When designing the migration process, we aimed to let the new Loki cluster handle production traffic directly and tune Loki's configuration during the process. Once the performance tuning was satisfactory, we could gradually announce it for beta and production use. Therefore, designing a smooth migration process was our primary goal, which is the focus of this article. Detailed Loki configuration adjustments will be discussed in the next article.

Method

Migrating from Promtail to Vector

As mentioned earlier, we wanted to run two Loki clusters concurrently during the migration, both receiving the same logs, which required effort on the log collector side. At that time, we used Grafana's Promtail.
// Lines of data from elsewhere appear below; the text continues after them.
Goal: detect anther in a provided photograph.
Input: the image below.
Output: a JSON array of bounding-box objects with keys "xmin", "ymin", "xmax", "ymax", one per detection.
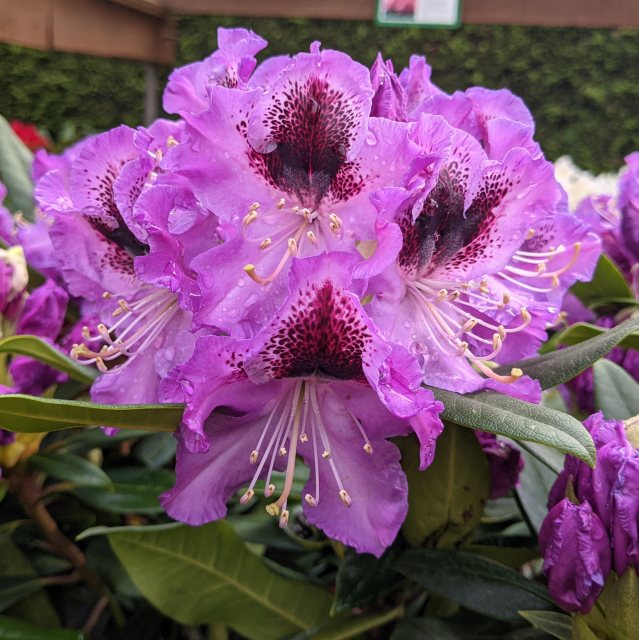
[
  {"xmin": 266, "ymin": 502, "xmax": 280, "ymax": 516},
  {"xmin": 339, "ymin": 489, "xmax": 353, "ymax": 507},
  {"xmin": 240, "ymin": 489, "xmax": 255, "ymax": 504},
  {"xmin": 242, "ymin": 209, "xmax": 257, "ymax": 227}
]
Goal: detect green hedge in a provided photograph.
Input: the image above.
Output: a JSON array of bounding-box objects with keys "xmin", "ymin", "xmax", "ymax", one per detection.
[{"xmin": 0, "ymin": 17, "xmax": 639, "ymax": 171}]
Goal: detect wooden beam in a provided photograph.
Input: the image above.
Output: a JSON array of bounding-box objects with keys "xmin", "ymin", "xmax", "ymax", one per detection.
[
  {"xmin": 0, "ymin": 0, "xmax": 176, "ymax": 65},
  {"xmin": 164, "ymin": 0, "xmax": 639, "ymax": 29}
]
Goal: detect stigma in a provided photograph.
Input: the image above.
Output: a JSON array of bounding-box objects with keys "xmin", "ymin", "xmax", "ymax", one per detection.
[
  {"xmin": 242, "ymin": 198, "xmax": 344, "ymax": 286},
  {"xmin": 240, "ymin": 379, "xmax": 373, "ymax": 527},
  {"xmin": 71, "ymin": 285, "xmax": 179, "ymax": 372}
]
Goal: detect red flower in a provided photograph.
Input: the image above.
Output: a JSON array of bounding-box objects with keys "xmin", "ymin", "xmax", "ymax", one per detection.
[{"xmin": 10, "ymin": 120, "xmax": 51, "ymax": 151}]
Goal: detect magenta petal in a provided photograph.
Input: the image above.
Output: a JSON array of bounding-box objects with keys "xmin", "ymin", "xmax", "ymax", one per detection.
[{"xmin": 302, "ymin": 384, "xmax": 408, "ymax": 557}]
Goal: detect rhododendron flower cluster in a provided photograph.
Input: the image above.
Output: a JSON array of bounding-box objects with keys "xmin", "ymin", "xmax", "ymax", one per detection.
[
  {"xmin": 539, "ymin": 413, "xmax": 639, "ymax": 613},
  {"xmin": 21, "ymin": 29, "xmax": 600, "ymax": 556}
]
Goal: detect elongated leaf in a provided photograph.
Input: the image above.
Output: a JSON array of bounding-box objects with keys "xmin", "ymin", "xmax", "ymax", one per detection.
[
  {"xmin": 0, "ymin": 616, "xmax": 84, "ymax": 640},
  {"xmin": 592, "ymin": 360, "xmax": 639, "ymax": 420},
  {"xmin": 396, "ymin": 424, "xmax": 490, "ymax": 547},
  {"xmin": 496, "ymin": 317, "xmax": 639, "ymax": 389},
  {"xmin": 101, "ymin": 521, "xmax": 331, "ymax": 640},
  {"xmin": 29, "ymin": 453, "xmax": 111, "ymax": 487},
  {"xmin": 288, "ymin": 607, "xmax": 404, "ymax": 640},
  {"xmin": 0, "ymin": 335, "xmax": 97, "ymax": 384},
  {"xmin": 571, "ymin": 253, "xmax": 633, "ymax": 306},
  {"xmin": 553, "ymin": 322, "xmax": 639, "ymax": 350},
  {"xmin": 0, "ymin": 394, "xmax": 183, "ymax": 433},
  {"xmin": 395, "ymin": 549, "xmax": 554, "ymax": 620},
  {"xmin": 519, "ymin": 611, "xmax": 572, "ymax": 640},
  {"xmin": 431, "ymin": 388, "xmax": 595, "ymax": 465},
  {"xmin": 0, "ymin": 116, "xmax": 34, "ymax": 215}
]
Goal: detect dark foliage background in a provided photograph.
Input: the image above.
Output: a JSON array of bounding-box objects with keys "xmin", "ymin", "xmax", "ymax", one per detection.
[{"xmin": 0, "ymin": 17, "xmax": 639, "ymax": 171}]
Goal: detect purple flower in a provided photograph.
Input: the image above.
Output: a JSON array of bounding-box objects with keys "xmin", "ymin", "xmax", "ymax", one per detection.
[
  {"xmin": 540, "ymin": 413, "xmax": 639, "ymax": 611},
  {"xmin": 166, "ymin": 43, "xmax": 415, "ymax": 337},
  {"xmin": 476, "ymin": 431, "xmax": 524, "ymax": 500},
  {"xmin": 36, "ymin": 120, "xmax": 206, "ymax": 403},
  {"xmin": 162, "ymin": 253, "xmax": 443, "ymax": 556},
  {"xmin": 368, "ymin": 115, "xmax": 599, "ymax": 399},
  {"xmin": 539, "ymin": 498, "xmax": 610, "ymax": 613}
]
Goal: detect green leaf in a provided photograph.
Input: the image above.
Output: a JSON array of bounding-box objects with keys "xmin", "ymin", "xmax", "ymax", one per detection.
[
  {"xmin": 601, "ymin": 566, "xmax": 639, "ymax": 639},
  {"xmin": 571, "ymin": 253, "xmax": 634, "ymax": 306},
  {"xmin": 0, "ymin": 394, "xmax": 184, "ymax": 433},
  {"xmin": 332, "ymin": 547, "xmax": 403, "ymax": 613},
  {"xmin": 496, "ymin": 317, "xmax": 639, "ymax": 389},
  {"xmin": 73, "ymin": 467, "xmax": 175, "ymax": 514},
  {"xmin": 0, "ymin": 335, "xmax": 98, "ymax": 384},
  {"xmin": 0, "ymin": 616, "xmax": 84, "ymax": 640},
  {"xmin": 515, "ymin": 450, "xmax": 557, "ymax": 533},
  {"xmin": 431, "ymin": 388, "xmax": 595, "ymax": 465},
  {"xmin": 0, "ymin": 530, "xmax": 60, "ymax": 627},
  {"xmin": 395, "ymin": 424, "xmax": 490, "ymax": 547},
  {"xmin": 519, "ymin": 611, "xmax": 572, "ymax": 640},
  {"xmin": 101, "ymin": 521, "xmax": 331, "ymax": 640},
  {"xmin": 592, "ymin": 359, "xmax": 639, "ymax": 420},
  {"xmin": 395, "ymin": 549, "xmax": 554, "ymax": 620},
  {"xmin": 29, "ymin": 453, "xmax": 111, "ymax": 487},
  {"xmin": 553, "ymin": 322, "xmax": 639, "ymax": 351},
  {"xmin": 288, "ymin": 607, "xmax": 404, "ymax": 640},
  {"xmin": 0, "ymin": 576, "xmax": 44, "ymax": 611},
  {"xmin": 0, "ymin": 116, "xmax": 34, "ymax": 220}
]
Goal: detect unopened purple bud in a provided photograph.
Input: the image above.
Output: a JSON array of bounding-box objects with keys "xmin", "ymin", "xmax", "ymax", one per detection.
[
  {"xmin": 476, "ymin": 431, "xmax": 524, "ymax": 500},
  {"xmin": 16, "ymin": 280, "xmax": 69, "ymax": 340},
  {"xmin": 539, "ymin": 498, "xmax": 610, "ymax": 613}
]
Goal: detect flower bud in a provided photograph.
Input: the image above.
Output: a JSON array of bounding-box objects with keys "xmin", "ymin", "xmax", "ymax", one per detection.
[{"xmin": 539, "ymin": 498, "xmax": 610, "ymax": 613}]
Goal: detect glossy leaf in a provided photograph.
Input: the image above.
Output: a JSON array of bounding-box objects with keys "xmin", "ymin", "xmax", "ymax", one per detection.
[
  {"xmin": 102, "ymin": 521, "xmax": 331, "ymax": 640},
  {"xmin": 571, "ymin": 253, "xmax": 633, "ymax": 306},
  {"xmin": 0, "ymin": 394, "xmax": 183, "ymax": 433},
  {"xmin": 496, "ymin": 317, "xmax": 639, "ymax": 389},
  {"xmin": 287, "ymin": 607, "xmax": 404, "ymax": 640},
  {"xmin": 432, "ymin": 388, "xmax": 595, "ymax": 464},
  {"xmin": 29, "ymin": 453, "xmax": 111, "ymax": 487},
  {"xmin": 519, "ymin": 611, "xmax": 572, "ymax": 640},
  {"xmin": 592, "ymin": 360, "xmax": 639, "ymax": 420},
  {"xmin": 332, "ymin": 547, "xmax": 403, "ymax": 613},
  {"xmin": 395, "ymin": 549, "xmax": 554, "ymax": 620},
  {"xmin": 0, "ymin": 530, "xmax": 60, "ymax": 627},
  {"xmin": 0, "ymin": 335, "xmax": 98, "ymax": 384},
  {"xmin": 553, "ymin": 322, "xmax": 639, "ymax": 350},
  {"xmin": 515, "ymin": 451, "xmax": 557, "ymax": 533},
  {"xmin": 396, "ymin": 424, "xmax": 490, "ymax": 547},
  {"xmin": 0, "ymin": 576, "xmax": 44, "ymax": 612},
  {"xmin": 0, "ymin": 116, "xmax": 34, "ymax": 220},
  {"xmin": 74, "ymin": 467, "xmax": 175, "ymax": 514},
  {"xmin": 0, "ymin": 616, "xmax": 84, "ymax": 640}
]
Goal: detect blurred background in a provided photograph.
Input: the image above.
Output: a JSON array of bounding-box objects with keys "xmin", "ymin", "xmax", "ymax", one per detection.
[{"xmin": 0, "ymin": 0, "xmax": 639, "ymax": 173}]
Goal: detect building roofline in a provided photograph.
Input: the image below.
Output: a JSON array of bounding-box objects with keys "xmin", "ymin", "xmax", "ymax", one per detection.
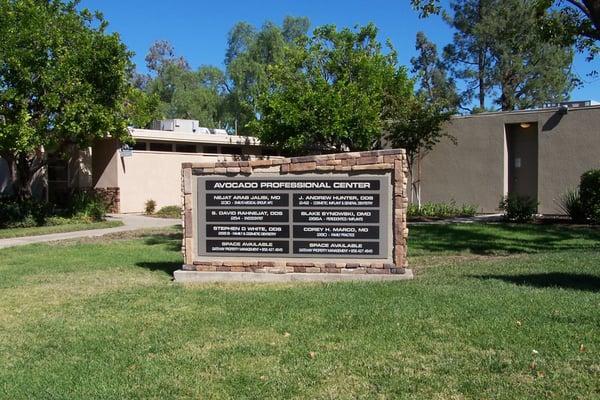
[
  {"xmin": 129, "ymin": 128, "xmax": 260, "ymax": 146},
  {"xmin": 451, "ymin": 105, "xmax": 600, "ymax": 119}
]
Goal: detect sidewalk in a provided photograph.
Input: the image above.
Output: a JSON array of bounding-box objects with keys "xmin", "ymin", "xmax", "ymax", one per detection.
[{"xmin": 0, "ymin": 214, "xmax": 181, "ymax": 249}]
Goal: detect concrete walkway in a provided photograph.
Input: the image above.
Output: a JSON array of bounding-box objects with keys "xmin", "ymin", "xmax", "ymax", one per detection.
[{"xmin": 0, "ymin": 214, "xmax": 181, "ymax": 249}]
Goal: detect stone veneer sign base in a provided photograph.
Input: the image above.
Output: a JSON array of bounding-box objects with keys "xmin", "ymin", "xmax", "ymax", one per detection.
[{"xmin": 175, "ymin": 149, "xmax": 412, "ymax": 282}]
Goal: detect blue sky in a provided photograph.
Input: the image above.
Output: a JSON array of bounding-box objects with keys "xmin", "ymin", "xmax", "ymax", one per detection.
[{"xmin": 81, "ymin": 0, "xmax": 600, "ymax": 101}]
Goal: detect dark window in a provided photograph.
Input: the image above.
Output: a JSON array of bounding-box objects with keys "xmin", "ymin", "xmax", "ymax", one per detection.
[
  {"xmin": 48, "ymin": 158, "xmax": 69, "ymax": 182},
  {"xmin": 221, "ymin": 146, "xmax": 242, "ymax": 155},
  {"xmin": 150, "ymin": 143, "xmax": 173, "ymax": 151},
  {"xmin": 175, "ymin": 143, "xmax": 196, "ymax": 153},
  {"xmin": 261, "ymin": 147, "xmax": 279, "ymax": 156},
  {"xmin": 130, "ymin": 142, "xmax": 146, "ymax": 150}
]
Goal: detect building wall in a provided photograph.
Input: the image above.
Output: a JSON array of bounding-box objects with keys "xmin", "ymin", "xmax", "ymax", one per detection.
[
  {"xmin": 418, "ymin": 107, "xmax": 600, "ymax": 214},
  {"xmin": 91, "ymin": 139, "xmax": 119, "ymax": 188},
  {"xmin": 538, "ymin": 107, "xmax": 600, "ymax": 214},
  {"xmin": 115, "ymin": 151, "xmax": 264, "ymax": 213}
]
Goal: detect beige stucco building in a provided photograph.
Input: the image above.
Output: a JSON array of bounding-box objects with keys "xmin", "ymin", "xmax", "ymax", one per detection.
[
  {"xmin": 421, "ymin": 105, "xmax": 600, "ymax": 214},
  {"xmin": 0, "ymin": 119, "xmax": 266, "ymax": 213},
  {"xmin": 91, "ymin": 122, "xmax": 262, "ymax": 213}
]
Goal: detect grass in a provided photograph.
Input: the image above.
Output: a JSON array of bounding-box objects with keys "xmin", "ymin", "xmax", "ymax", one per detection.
[
  {"xmin": 0, "ymin": 224, "xmax": 600, "ymax": 399},
  {"xmin": 0, "ymin": 221, "xmax": 123, "ymax": 239}
]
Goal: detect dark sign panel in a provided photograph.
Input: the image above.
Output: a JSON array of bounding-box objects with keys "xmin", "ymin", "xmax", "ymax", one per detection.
[
  {"xmin": 206, "ymin": 240, "xmax": 289, "ymax": 254},
  {"xmin": 206, "ymin": 193, "xmax": 289, "ymax": 207},
  {"xmin": 294, "ymin": 193, "xmax": 379, "ymax": 208},
  {"xmin": 204, "ymin": 177, "xmax": 380, "ymax": 192},
  {"xmin": 206, "ymin": 208, "xmax": 290, "ymax": 222},
  {"xmin": 294, "ymin": 210, "xmax": 379, "ymax": 224},
  {"xmin": 206, "ymin": 224, "xmax": 290, "ymax": 238},
  {"xmin": 196, "ymin": 175, "xmax": 391, "ymax": 259},
  {"xmin": 294, "ymin": 225, "xmax": 379, "ymax": 239},
  {"xmin": 294, "ymin": 240, "xmax": 379, "ymax": 256}
]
Although Promtail could set a second Loki endpoint, its configuration was hard to maintain, and the official documentation stated that Promtail was no longer accepting updates, focusing instead on the development of Alloy.

When considering which log collector to replace, we evaluated the following needs:

  • Properly collect Kubernetes logs with basic k8s metadata.
  • Allow sending logs to Loki.
  • Perform basic log processing, such as masking sensitive data or adjusting Loki labels.

Although Alloy met these requirements and we had used it in other scenarios, we recalled that our lead mentioned Vector was popular. After evaluating its features, we found it not only met our current needs, but also had the following advantages:

  • Developed in Rust, requiring fewer resources to run compared to Promtail or Alloy developed in Golang.
  • Rich ecosystem of Vector Components, allowing us to choose suitable components based on the environment and scenario.
  • Provided the Vector Remap Language (VRL) syntax, supporting numerous functions, making it easy to process logs as needed.
  • Offered convenient Unit Tests to verify the correctness of VRL scripts.

We decided to replace Promtail with Vector, following this process:

  1. Migrate the existing Promtail configuration to Vector configuration: This included the Kubernetes logs source, Loki sink, and custom Remap transform components. We also wrote multiple Unit Tests to ensure the Vector configuration worked correctly.
sources:
  kubernetes_logs:
    type: kubernetes_logs

transforms:
  add_metadata:
    type: "remap"
    inputs:
    - kubernetes_logs
    source: |
      # custom transformation by VRL
    
sinks:
  loki:
    type: loki
    inputs: [ add_metadata ]
    endpoint: "${LOKI_ENDPOINT}"
    tenant_id: "{{ .tenant_id }}"
    encoding:
      codec: raw_message
    labels:
      "*": "{{ .loki_labels }}"
  1. Replace Promtail with Vector: Our replacement process was as follows:
    1. First, synchronize Vector, during which the old Loki would temporarily handle double the traffic (Promtail + Vector).
    2. Remove Promtail to avoid Loki's rate limit errors affecting Vector.
    3. Use Vector's own retry mechanism to send logs to Loki normally.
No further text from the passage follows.